Me too! I was allergic to everything on the scratch test except mold and food allergies. Unfortunately, as I said earlier, allergy shots had no effect.


----------



## chowder (Sep 7, 2008)

I have severe allergies and asthma (seems to be a recurring theme here!). Certain breeds of dogs (Boxers, etc,) and certain breeds of cats (seems to be medium hair) will really set me off. However, I was a vet tech for years and own dogs and cats. I found that with my worst allergy producing cat, I couldn't even hold her for the first 3 months without sneezing and choking up, but after that I was fine with her. I built up a tolerance after living with her. The same thing when we got Shadey.

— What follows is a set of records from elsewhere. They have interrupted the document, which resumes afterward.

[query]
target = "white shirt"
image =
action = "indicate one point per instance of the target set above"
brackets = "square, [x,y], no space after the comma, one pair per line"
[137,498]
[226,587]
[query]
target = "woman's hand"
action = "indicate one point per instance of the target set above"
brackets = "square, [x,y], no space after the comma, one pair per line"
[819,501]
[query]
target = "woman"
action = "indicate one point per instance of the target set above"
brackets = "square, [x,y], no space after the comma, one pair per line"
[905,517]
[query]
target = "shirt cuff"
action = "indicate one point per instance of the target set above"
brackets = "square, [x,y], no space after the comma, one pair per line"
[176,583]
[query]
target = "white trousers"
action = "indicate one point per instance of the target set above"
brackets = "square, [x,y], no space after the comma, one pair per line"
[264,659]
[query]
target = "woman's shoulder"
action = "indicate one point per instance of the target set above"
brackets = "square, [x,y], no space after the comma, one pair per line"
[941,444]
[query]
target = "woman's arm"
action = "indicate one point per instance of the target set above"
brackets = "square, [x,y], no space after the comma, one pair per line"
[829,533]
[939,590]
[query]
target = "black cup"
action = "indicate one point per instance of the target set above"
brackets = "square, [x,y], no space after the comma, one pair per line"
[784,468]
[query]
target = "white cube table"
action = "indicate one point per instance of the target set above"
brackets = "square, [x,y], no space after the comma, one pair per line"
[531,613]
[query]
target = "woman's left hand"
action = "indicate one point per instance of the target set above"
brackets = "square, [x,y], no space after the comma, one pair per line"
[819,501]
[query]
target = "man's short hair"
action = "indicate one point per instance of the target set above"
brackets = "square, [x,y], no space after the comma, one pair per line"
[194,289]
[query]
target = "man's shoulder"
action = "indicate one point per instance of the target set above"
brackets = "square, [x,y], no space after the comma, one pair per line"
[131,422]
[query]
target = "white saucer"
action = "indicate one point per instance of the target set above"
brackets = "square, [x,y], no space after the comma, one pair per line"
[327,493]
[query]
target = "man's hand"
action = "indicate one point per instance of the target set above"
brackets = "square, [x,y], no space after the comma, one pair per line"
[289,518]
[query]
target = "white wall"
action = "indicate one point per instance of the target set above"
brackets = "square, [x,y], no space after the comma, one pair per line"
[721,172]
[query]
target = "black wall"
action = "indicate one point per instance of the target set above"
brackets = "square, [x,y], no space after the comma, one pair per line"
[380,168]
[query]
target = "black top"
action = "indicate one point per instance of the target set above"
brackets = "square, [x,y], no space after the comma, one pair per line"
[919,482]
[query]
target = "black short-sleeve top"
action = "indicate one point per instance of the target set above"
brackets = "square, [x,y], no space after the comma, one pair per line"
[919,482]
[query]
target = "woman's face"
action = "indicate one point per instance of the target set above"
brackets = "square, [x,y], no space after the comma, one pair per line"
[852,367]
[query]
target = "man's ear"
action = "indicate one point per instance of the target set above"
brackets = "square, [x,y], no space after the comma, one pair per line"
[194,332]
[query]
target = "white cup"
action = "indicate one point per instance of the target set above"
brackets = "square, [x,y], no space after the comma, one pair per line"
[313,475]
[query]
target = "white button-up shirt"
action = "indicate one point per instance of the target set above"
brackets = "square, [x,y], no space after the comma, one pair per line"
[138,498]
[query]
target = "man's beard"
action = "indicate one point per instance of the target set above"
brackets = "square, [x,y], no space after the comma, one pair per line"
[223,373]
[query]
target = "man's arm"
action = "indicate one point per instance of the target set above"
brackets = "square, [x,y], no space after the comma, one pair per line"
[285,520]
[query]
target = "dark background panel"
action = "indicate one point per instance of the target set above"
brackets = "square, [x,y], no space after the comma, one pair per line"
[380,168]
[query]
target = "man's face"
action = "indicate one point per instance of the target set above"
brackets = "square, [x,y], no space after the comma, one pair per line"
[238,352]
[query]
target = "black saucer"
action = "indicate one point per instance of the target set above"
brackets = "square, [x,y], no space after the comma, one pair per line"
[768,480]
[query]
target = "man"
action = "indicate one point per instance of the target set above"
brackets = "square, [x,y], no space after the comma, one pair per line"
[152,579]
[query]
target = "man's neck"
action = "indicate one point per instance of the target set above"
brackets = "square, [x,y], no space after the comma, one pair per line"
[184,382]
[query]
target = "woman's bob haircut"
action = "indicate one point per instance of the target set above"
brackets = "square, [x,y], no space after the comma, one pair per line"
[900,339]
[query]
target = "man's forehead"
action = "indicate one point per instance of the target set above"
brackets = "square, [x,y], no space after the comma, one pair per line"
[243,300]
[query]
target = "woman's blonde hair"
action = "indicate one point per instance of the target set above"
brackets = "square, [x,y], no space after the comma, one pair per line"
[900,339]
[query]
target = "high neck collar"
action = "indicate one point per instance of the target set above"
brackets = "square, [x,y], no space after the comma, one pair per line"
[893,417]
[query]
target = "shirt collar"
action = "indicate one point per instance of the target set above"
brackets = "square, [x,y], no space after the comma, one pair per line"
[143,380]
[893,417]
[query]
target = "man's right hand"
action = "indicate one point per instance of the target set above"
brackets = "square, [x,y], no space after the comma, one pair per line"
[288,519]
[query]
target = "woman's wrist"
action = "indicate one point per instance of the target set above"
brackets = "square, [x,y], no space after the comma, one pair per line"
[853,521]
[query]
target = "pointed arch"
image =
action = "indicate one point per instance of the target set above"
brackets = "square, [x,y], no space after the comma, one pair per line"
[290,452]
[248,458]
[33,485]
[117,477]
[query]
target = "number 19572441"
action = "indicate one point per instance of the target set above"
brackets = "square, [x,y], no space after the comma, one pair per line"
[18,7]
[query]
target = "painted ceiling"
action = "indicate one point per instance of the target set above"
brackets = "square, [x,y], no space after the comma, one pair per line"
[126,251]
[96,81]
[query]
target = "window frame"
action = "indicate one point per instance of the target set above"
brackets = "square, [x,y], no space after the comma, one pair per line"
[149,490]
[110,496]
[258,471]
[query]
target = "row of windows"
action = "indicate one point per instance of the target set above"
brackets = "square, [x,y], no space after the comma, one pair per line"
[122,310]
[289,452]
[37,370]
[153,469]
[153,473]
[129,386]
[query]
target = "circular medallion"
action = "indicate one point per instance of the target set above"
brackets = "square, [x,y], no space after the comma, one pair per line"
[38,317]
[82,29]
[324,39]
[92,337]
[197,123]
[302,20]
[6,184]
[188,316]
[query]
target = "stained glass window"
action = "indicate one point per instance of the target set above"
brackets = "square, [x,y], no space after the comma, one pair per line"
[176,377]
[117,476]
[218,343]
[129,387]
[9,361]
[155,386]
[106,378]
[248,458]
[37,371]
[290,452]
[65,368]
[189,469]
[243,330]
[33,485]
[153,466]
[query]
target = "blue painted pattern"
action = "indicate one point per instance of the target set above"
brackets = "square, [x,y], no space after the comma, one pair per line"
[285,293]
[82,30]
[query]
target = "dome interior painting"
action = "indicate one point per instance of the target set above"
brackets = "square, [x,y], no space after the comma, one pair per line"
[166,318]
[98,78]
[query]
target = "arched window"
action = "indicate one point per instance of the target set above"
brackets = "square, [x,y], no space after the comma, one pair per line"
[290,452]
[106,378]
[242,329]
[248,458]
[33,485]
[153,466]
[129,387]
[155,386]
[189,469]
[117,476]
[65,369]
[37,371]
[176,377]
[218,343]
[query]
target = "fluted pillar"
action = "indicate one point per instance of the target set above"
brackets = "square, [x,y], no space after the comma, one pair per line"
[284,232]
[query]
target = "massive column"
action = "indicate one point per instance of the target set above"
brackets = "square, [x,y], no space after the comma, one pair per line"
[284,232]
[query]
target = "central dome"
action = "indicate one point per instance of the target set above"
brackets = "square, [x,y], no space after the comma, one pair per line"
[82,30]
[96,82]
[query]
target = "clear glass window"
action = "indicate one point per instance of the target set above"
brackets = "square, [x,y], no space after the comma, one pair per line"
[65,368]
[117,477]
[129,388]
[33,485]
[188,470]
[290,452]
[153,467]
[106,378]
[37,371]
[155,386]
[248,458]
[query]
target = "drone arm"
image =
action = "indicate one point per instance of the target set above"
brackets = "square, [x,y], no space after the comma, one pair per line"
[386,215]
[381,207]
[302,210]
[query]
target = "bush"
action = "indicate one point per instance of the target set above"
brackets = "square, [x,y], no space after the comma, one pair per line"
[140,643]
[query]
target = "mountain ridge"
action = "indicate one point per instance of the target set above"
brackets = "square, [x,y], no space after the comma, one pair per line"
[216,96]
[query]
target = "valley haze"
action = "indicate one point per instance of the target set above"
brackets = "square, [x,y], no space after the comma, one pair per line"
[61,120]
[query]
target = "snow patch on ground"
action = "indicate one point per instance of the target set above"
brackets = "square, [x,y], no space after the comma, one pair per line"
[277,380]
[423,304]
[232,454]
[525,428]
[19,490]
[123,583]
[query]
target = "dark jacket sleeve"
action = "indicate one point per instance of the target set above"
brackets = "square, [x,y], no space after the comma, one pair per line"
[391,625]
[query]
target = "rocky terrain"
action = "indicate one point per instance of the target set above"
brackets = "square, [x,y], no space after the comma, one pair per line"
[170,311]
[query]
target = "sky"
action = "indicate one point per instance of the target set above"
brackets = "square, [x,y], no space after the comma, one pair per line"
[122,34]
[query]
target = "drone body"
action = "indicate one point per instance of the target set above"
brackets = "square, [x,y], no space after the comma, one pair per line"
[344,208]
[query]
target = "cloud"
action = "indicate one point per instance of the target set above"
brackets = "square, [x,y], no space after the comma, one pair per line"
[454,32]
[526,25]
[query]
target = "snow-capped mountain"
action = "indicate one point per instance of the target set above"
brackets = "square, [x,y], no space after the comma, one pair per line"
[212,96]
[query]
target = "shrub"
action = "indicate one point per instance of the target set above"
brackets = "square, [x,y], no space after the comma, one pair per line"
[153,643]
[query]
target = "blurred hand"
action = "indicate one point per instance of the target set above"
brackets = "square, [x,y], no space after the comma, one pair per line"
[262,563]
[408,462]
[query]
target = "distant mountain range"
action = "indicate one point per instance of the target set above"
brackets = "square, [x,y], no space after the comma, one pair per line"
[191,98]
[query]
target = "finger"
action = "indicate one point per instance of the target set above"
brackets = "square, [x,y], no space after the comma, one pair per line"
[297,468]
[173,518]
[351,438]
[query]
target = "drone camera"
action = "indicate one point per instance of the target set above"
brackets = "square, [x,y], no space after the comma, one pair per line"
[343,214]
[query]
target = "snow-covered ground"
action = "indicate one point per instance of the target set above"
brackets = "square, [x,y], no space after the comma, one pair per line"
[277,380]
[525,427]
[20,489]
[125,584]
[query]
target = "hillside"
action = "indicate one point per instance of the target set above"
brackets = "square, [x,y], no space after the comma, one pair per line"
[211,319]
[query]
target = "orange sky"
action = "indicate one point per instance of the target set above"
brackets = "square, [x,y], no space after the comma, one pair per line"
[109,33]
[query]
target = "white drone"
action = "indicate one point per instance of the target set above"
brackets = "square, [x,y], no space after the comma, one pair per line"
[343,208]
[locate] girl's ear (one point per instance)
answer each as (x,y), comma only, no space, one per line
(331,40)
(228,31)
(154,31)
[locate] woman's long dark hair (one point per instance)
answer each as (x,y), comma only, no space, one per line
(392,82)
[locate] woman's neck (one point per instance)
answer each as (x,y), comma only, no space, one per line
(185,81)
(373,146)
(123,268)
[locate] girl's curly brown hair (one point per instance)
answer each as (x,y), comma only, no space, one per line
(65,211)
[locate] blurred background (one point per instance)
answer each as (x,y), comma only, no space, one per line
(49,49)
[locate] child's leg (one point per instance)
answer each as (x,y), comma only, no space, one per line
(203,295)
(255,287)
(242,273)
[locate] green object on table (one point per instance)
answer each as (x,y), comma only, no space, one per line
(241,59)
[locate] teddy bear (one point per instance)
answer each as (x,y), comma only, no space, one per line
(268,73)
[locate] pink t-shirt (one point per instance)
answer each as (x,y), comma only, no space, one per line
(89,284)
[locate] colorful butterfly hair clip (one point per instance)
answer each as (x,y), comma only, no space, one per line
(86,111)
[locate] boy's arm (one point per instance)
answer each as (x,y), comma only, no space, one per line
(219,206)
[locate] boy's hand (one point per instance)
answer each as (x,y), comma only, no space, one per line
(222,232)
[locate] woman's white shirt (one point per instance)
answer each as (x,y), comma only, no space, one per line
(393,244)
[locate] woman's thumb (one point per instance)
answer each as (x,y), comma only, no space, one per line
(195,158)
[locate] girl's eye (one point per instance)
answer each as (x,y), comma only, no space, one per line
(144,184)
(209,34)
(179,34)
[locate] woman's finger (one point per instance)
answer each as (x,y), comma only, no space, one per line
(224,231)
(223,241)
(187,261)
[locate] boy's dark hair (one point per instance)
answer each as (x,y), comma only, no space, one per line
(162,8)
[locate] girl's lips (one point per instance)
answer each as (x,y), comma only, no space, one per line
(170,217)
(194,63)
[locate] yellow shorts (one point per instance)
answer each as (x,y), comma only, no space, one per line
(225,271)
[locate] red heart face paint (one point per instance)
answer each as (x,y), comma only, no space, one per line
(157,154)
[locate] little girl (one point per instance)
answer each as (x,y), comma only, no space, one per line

I itched terribly after hugging him but after a few months I was fine. I think it's the same principle as the allergy shots.

Now, as far as pollen and mold.....I live on Allegra (which you can no longer get as prescription since it's over the counter :frown: at least thru my insurance). We also have a hepa filter machine in every room of our house and I NEVER open the windows. We live with the air conditioner on in this area.


----------



## magicre (Apr 7, 2010)

nortknee said:


> Argh.
> 
> So, I'm one of those people who just randomly happened to have my allergies flair up this year like you wouldn't believe. The last two weeks have been a miserable experience, complete with trying just about every over-the-counter allergy medication in Walgreens.
> Anyway, I called it quits and went to the doctor.
> ...


aw...you can have a dog and there are plenty of breeds with low pet dander that you can cuddle and play with....i do not recommend a pug 

but there are lots of breeds for you..

plus, as whiteleo said you can get allergy shots.

you can remove your carpeting and lay linoleum or wood....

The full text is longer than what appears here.